Sarah et lui avaient à peine trempé leurs lèvres dans leurs verres encore pleins; la mère Ponisse, pour faire honneur sans doute à sa propre cave, avait plusieurs fois vidé le sien.
– Et vous nous servirez sur la table de monsieur, s’il veut bien le permettre, ajouta Tom en allant se mettre avec Sarah à côté du Chourineur, aussi étonné que flatté de cette politesse.
Le Maître d’école et la Chouette causaient toujours à voix basse de leurs sinistres projets.
La bouteille servie, Tom et Sarah attablés avec le Chourineur et l’ogresse, qui avait regardé une seconde invitation comme superflue, l’entretien continua.
– Vous nous disiez donc, mon brave, que vous aviez rencontré notre camarade Rodolphe dans la maison de Bras-Rouge? dit Tom en trinquant avec le Chourineur.
– Oui, mon brave, répondit celui-ci en vidant lestement son verre.
– Voilà un singulier nom… Bras-Rouge!
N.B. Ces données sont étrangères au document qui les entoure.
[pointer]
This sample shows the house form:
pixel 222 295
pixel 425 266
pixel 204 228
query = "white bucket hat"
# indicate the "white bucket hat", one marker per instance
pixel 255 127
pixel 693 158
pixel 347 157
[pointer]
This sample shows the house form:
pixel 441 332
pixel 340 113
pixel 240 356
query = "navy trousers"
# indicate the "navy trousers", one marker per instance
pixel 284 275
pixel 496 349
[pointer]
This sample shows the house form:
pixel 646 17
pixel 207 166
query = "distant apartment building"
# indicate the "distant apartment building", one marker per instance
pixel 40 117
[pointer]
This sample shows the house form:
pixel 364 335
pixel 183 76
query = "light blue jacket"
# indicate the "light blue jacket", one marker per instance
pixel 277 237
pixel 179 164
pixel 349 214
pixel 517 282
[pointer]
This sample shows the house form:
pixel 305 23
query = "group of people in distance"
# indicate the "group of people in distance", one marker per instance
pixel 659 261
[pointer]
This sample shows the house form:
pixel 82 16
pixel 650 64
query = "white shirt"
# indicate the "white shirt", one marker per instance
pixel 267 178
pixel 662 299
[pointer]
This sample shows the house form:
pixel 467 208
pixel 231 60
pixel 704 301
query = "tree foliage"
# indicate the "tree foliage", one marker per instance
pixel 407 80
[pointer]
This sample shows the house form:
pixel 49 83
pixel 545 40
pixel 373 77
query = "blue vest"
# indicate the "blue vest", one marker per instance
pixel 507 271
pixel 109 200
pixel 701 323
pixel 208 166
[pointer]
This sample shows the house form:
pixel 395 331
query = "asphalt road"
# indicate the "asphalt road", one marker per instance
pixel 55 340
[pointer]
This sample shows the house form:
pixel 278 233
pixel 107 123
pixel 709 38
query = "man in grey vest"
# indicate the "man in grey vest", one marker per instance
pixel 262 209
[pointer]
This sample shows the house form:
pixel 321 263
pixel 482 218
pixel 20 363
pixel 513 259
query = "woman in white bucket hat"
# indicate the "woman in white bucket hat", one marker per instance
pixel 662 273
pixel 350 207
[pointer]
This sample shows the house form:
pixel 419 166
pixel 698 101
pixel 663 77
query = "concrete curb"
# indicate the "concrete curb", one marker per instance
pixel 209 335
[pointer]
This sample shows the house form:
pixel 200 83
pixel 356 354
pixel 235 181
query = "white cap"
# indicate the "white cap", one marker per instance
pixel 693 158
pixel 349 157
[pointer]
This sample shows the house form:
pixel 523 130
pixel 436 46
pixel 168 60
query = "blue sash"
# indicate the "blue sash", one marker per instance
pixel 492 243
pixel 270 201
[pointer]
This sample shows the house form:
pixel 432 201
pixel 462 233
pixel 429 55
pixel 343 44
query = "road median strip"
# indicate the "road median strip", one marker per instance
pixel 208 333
Qu’est-ce que c’est que ce Bras-Rouge?
– Il pastique la maltouze, dit négligemment le Chourineur; puis il ajouta: Voilà de fameux vin, mère Ponisse!
– C’est pour ça qu’il ne faut pas laisser votre verre vide, mon brave, reprit Tom en versant de nouveau à boire au Chourineur.
– À votre santé, dit celui-ci, et à celle de votre petit ami qui… enfin suffit… Si ma tante était un homme, ça serait mon oncle, comme dit le proverbe… Allons donc, farceur, je m’entends!